QUIRKY WORLD ... Puppet show knocked back over links to violence
The traditional puppet show had been planned to feature as part of the Barry Island Beats, Eats and Treats festival in south Wales next month.
However, it faced opposition from a number of officials who said the performance would be at odds with the county council’s standpoint on domestic violence — including objections from local councillors.
Some package
An Arkansas man has been arrested after police say he had 60kg of marijuana shipped from Mexico to his home.
Jonesboro Police Department spokesman Paul Holmes said officers posed as delivery men and arrested 52-year-old Alberto Gomez-Reyes after he signed for the package containing the marijuana.
Police say he had the officers place it in the back of his truck.
Origami robot
An ‘origami robot’ that unfolds itself to perform remote-controlled surgery in the stomach has undergone laboratory tests.
The small rectangular device, swallowed in a dissolvable capsule, is steered by magnetic fields and can crawl across the stomach wall to patch a wound or capture foreign material.
One of its uses could be to remove potentially harmful swallowed button batteries, said the US researchers. Each year, 3,500 cases of batteries being swallowed are reported in the US alone.
Hair-raising
A lock of hair from Thomas Jefferson has sold at auction in Texas for $6,875 (€6,000), nearly 190 years after the former president died.
Heritage Auctions in Dallas said Saturday’s sale involved 14 strands that were snipped by Jefferson’s physician at the time of the statesman’s death on July 4, 1826.
A Heritage Auctions statement says the pre-auction estimate for the hair was $3,000.
The buyer wished to remain anonymous. The seller was collector William F. Northrop, who purchased the lock in the early 1980s from an autograph scholar. The documentation includes a letter confirming the lock as part of a limited number of Jefferson’s hair samples known to exist.
Crab spectacle
Thousands of tiny red crabs are carpeting beaches in Orange County and creating an amazing spectacle for swimmers and surfers.
Lifeguards estimate that hundreds of thousands of the tiny crustaceans have washed up Friday on beaches in Newport Beach. Others were spotted in Laguna Beach.
The Orange County Register reports that pelagic red crabs are usually found off Baja California, but currents that are part of the El Nino weather pattern are sweeping them north.
The 2.5cm-7.5cm crabs have washed up for several years along the Orange County coastline.
Before that, they hadn’t been seen in the area for decades.
Bad luck day
Bad luck followed a group of teenagers heading to the prom on Friday the 13th as the limousine they were riding in caught fire.
WFXT-TV reports that the Natick High School students from Massachusetts smelled smoke in the white stretch limousine around 6pm on Friday.
Good luck returned when the 10 teens and the driver escaped the limo unharmed before it burst into flames.
It’s unclear what caused the blaze. Natick police tweeted the limo “might be evil” because the fire later rekindled.
The teens did make it to the prom; they caught a ride on a passing trolley also headed there.
Tigers on the roam
Two tigers escaped from their enclosure at a Dutch big cat sanctuary on Saturday, prompting police to warn residents to stay indoors, but the animals were shot with tranquilisers and never got beyond the sanctuary’s outer fence.
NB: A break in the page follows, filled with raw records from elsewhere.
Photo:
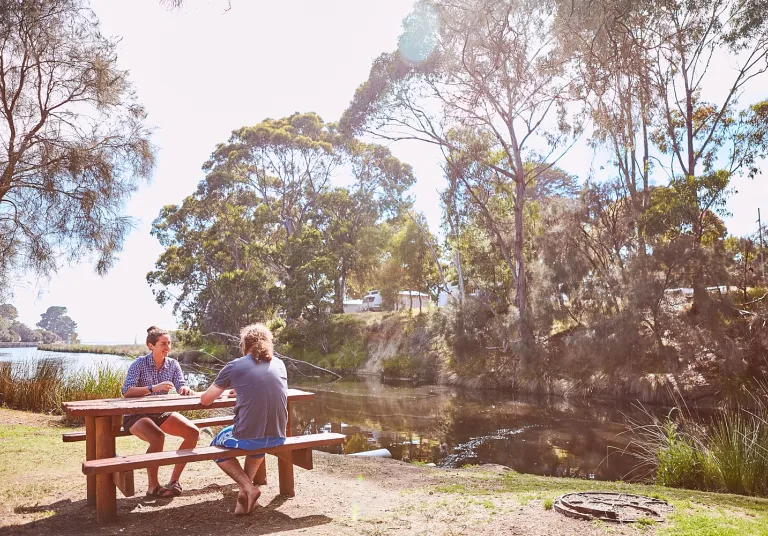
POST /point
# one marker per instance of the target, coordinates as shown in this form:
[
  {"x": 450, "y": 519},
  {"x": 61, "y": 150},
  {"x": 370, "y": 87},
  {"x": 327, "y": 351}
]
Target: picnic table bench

“The tigers are back from their adventure and indoors sleeping it off,” tweeted the local Dutch municipality of Ooststellingwerf in Friesland province.
Police spokeswoman Nathalie Schubart said the animals had been cornered by officers and tranquilized by a veterinarian as the sanctuary’s outer fence was not considered tiger-proof.
Schubart said it was not immediately clear how the animals escaped, but a gate to their enclosure could have been left open.
The tigers did not hurt anyone during their brief foray into the wooded grounds of the sanctuary.
Dogged loyalty
When a venomous Eastern diamondback rattlesnake appeared in the backyard of a 7-year-old girl, her German shepherd came to her rescue, refusing to back down even when the snake bit him three times.
In short, Haus is a hero.
“It shows you that a rescue dog, for us, paid it forward by protecting my family,” said Adam DeLuca of Tampa.
Now hundreds of donors are coming to the family’s rescue to help pay for the antivenin needed to keep the dog alive.